Attacks which focus on causing negative impact to the individual or organisation attacked can be listed in the following categories:

  • business impact – impact to the normal functioning of the organisation or individual attacked: causing orders to be disrupted, processes to be slowed, etc..
  • financial impact – direct impact to the financial functioning of the attacked party: fraud, for instance.
  • reputational impact – there have been many attacks where the intention has clearly been to damage the reputation of the attacked party.  Whether it is leaking information about someone’s use of a dating website, disseminating customer information or solely replacing text or images on a corporate website, the intention is the same: to damage the standing of those being attacked.  Such damage may be indirect – for instance if an attacker were to cause the failure of an oil pipeline, affecting the reputation of the owner or operator of that pipeline.
  • personal impact – subtly different from reputational or business impact, this is where the attack intends to damage the self-esteem of an individual, or their ability to function professionally, physically, personally or emotionally.  This could cover a wide range of attacks such as “doxxing” or use of vulnerabilities in insulin pumps.
  • ecosystem impact – this type of motivation is less about affecting the ability of the individual or organisation to function normally, and more about affecting the ecosystem that exists around it.  Impacting the quality control checks of a company that made batteries might impact the ability of a mobile phone company to function, for instance, or attacking a water supply might impact the ability of a fire service to respond to incidents.

Resources

The motivations for some attacks may be partly or solely to get access to resources.  These resources might include:

  • financial resources – by getting access to company accounts, attackers might be able to purchase items for themselves or others or otherwise defraud the company.
  • compute resources – access to compute resources can lead to further attacks or be used for purposes such as cryptocurrency mining.
  • storage resources – attackers may wish to store illegal or compromising material on others’ systems.
  • network resources – access to network resources allows attackers to launch attacks elsewhere or to stream information with little traceability.
  • human resources – access to some systems may allow human resources to be deployed in ways unintended by the party being attacked: deploying police officers to a scene a long distance away from a planned physical attack, for instance.
  • physical resources – access to some systems may also allow physical resources to be deployed in ways unintended by the party being attacked: sending ammunition to the wrong front in a war, might, for example, lead to military force becoming weakened.

Conclusion

It may seem unimportant to consider the motivations of those attacking us, but if we can understand what it is that they are looking for, we can decide what we should defend, and sometimes what types of defence we should put in place.  As always, I welcome comments on this article: I’m sure that I’ve missed out some points, or misrepresented others, so please do get in touch and let me know your thoughts.

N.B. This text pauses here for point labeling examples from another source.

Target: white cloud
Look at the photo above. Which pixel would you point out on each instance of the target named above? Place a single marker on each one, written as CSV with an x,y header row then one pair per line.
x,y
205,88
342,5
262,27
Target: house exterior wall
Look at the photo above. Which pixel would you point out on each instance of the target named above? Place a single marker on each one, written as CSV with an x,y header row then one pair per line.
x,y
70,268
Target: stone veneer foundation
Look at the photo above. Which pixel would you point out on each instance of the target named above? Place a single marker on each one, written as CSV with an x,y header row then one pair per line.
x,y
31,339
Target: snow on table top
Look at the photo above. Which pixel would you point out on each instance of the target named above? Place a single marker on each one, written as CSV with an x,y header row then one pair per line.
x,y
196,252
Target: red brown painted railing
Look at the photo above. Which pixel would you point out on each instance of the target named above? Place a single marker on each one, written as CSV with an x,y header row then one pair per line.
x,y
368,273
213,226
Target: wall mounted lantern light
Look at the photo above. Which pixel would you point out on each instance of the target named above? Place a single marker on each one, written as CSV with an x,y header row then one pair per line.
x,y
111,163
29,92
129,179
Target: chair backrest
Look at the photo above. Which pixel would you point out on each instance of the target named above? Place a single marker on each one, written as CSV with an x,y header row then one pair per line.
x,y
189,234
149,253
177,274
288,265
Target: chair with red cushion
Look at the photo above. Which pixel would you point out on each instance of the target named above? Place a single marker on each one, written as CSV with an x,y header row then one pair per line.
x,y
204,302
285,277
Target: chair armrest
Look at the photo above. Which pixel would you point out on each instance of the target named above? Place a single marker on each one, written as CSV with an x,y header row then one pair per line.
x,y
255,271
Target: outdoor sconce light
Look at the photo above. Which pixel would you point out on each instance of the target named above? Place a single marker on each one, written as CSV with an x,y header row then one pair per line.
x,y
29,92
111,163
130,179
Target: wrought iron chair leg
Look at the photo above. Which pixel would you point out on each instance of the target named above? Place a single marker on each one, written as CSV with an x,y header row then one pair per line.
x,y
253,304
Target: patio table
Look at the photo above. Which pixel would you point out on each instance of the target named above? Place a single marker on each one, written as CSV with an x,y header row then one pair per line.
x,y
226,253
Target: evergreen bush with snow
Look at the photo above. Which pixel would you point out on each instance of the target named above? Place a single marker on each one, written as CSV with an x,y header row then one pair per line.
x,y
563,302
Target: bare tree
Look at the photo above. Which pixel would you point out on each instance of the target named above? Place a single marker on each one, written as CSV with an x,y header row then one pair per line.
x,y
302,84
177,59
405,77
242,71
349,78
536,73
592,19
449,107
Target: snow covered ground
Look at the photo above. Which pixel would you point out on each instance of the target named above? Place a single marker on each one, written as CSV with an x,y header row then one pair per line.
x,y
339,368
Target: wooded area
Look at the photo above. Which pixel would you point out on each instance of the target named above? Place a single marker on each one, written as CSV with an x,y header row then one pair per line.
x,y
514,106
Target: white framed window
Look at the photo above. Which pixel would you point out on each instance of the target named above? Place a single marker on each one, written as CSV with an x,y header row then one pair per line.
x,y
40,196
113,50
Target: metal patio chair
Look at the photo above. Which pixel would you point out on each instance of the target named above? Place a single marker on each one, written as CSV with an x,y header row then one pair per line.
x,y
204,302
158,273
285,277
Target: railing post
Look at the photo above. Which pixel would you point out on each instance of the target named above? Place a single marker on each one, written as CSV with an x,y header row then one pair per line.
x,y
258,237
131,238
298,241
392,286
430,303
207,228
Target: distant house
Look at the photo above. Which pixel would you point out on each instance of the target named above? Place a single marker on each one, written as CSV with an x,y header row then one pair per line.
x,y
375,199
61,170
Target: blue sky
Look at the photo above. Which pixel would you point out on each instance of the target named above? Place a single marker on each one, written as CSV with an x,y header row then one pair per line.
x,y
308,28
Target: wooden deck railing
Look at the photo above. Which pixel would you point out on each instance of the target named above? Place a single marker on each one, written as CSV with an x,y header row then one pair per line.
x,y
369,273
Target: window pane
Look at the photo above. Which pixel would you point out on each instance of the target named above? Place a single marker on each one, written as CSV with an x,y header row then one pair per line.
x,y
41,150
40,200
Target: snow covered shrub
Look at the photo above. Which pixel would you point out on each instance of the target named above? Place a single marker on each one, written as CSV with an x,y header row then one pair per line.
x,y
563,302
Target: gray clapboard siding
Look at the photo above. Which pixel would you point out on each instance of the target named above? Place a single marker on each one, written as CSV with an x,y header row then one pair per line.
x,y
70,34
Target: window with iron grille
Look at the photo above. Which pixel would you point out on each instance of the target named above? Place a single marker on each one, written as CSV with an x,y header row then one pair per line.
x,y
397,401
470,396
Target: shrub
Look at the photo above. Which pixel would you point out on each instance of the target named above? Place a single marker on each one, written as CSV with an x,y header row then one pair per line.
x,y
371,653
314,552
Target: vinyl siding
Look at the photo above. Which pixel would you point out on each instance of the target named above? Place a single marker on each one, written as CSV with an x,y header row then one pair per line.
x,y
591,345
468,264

1 – I considered this a kind and polite way of saying “you stuffed too much into a single article: what were you thinking?”[2]

2 – and I don’t necessarily disagree.

3 – unless you’re just trying to scare senior management[4].

4 – which may be enjoyable, but is ultimately likely to backfire if you’re doing it without evidence and for a good reason.

5 – I made a (brief) attempt to track the origins of this phrase: I’m happy to attribute if someone can find the original.

6 – hat-tip to Reddit user poopin for spotting that I’d missed this one out.